Jesus said, “When you give a feast, invite the poor, the maimed, the lame, and the blind, and you will be blessed.”(Luke 14:13-14a) St. John Chrysostom had much to say about this in his sermons. And St. Paul also addresses this same call in relation to Church life: “The parts of the body which seem to be weaker are indispensable.” (1 Cor. 12:22)
My wife Margaret and I have been advisors for persons with intellectual disability for an organization in Lancaster County, PA, Friendship Community, for many years. There have been joys all along the way, but there have also been struggles. But we have pressed with this life, strengthened from above to do it. Thanks be to God.
In 1999, accumulating questions on the variety of ways Protestant churches “stand on the Bible” led me (and Margaret) to visit St. John Chrysostom Antiochian Orthodox Church. In the following year, these questions were put into the perspective of the Apostolic Tradition by Fr. Peter Pier, and we were received into the Church by Chrismation on Lazarus Saturday, 2000.

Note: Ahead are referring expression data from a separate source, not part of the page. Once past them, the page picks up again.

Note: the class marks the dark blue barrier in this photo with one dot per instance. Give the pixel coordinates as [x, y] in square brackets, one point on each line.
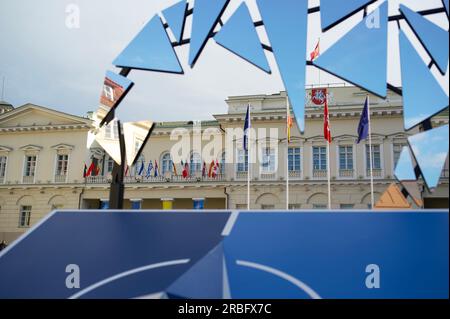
[132, 254]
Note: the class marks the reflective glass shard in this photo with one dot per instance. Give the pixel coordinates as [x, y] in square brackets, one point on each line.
[175, 17]
[239, 36]
[412, 187]
[150, 50]
[430, 150]
[445, 2]
[136, 135]
[433, 38]
[115, 88]
[423, 97]
[206, 15]
[360, 56]
[204, 280]
[333, 12]
[404, 170]
[286, 25]
[108, 138]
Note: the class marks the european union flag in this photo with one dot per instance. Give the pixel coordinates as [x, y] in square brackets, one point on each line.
[363, 127]
[246, 128]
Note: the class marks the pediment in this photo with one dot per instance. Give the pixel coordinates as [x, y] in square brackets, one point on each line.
[30, 115]
[31, 147]
[63, 146]
[5, 149]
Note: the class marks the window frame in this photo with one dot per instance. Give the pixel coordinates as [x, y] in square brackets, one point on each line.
[3, 168]
[27, 217]
[320, 147]
[293, 159]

Finishing the Antiochian House of Studies’ St. Stephen’s Course in 2005, the opportunity to pursue the Masters of Arts in Practical Theology beckoned me; I felt that our years in the group home ministry and Orthodox theology intersected in a way that called for expression. And so with God’s help I wrote “St. John Chrysostom and the Socialization of Persons with Developmental Disability: Patristic Inspiration for Contemporary Application.”
To see, click on: THESIS
St. John Chrysostom was, as Fr. Georges Florovsky noted, “the Prophet of Charity,” a champion of the poor, of those who struggle in this world. All the fiery, golden words he preached on this theme have direct application to persons with disability. He emphasized in no uncertain terms that our attention to weak and struggling people is crucial to our life in Christ and our “good defense before [His] fearful judgment seat.”

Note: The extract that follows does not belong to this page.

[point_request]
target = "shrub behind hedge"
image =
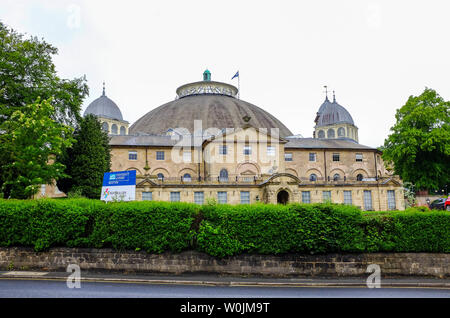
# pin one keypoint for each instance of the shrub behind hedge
(220, 230)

The thesis draws out specific aspects of Church life in respect to persons with developmental disability- liturgical worship, family support, Christian education, and the incorporation of gifts. The words of John Boojrama and other leading lights of our Faith are weighed in light of this specific ministry imperative. The thesis brings out how “the liturgy after the Liturgy,” our continuing sense and practice of Church family life in the hours and days between services, will show the genuineness of our unity in Christ’s Body and Blood. The Lord Jesus indicated in St. Matthew 25:31-46 that how we respond to those who are different or in difficulty- persons with disability being the case in point- is a key to His final evaluation of us.
One of my recommendations in the thesis is that an Orthodox Christian website addressing these issues should be developed. Fr. Ted Pulcini, the first reader of the thesis, encouraged me to develop one. Beginning with a prayer, it took shape, and came to be: “Arms Open Wide: Orthodox Christian Disability Resources.” ( https://armsopenwide.wordpress.com )

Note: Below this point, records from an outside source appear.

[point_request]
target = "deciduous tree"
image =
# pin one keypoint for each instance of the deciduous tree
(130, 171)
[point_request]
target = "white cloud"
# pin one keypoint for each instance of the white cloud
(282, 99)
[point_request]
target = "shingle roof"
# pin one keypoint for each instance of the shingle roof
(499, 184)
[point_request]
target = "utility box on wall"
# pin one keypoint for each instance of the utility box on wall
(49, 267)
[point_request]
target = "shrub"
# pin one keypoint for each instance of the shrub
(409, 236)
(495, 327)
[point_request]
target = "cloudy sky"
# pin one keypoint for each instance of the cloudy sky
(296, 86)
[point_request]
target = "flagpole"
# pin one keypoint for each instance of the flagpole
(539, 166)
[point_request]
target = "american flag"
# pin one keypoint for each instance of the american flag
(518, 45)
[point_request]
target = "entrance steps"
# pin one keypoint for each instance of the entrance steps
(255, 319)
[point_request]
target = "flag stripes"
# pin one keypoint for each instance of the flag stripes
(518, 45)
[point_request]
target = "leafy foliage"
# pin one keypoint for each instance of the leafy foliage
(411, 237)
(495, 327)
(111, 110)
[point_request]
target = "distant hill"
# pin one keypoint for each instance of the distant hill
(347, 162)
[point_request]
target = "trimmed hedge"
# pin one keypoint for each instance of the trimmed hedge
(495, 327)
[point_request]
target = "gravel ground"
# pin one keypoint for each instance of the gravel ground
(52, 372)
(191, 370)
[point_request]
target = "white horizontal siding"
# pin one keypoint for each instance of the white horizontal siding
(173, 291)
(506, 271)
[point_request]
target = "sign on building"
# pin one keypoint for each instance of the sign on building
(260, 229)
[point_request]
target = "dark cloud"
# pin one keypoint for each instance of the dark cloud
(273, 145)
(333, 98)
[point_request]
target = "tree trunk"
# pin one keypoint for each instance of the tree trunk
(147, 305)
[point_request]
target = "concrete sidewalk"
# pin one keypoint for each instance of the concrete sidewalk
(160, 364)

Christ stretched out His loving arms on the Cross for us; His arms are open wide for persons with disabilities and their families. Beyond the list of websites, ministries, and writings are the Inspiration and Posts pages. “Inspiration” consists of select verses from Holy Scripture and quotes from St. John Chrysostom; “Posts” are occasional, short writings, related to the subject for the most part. Comments are very welcome. May the Lord use this site to encourage many to press on toward reflecting the likeness of Christ, with arms open wide to persons with disabilities and to all.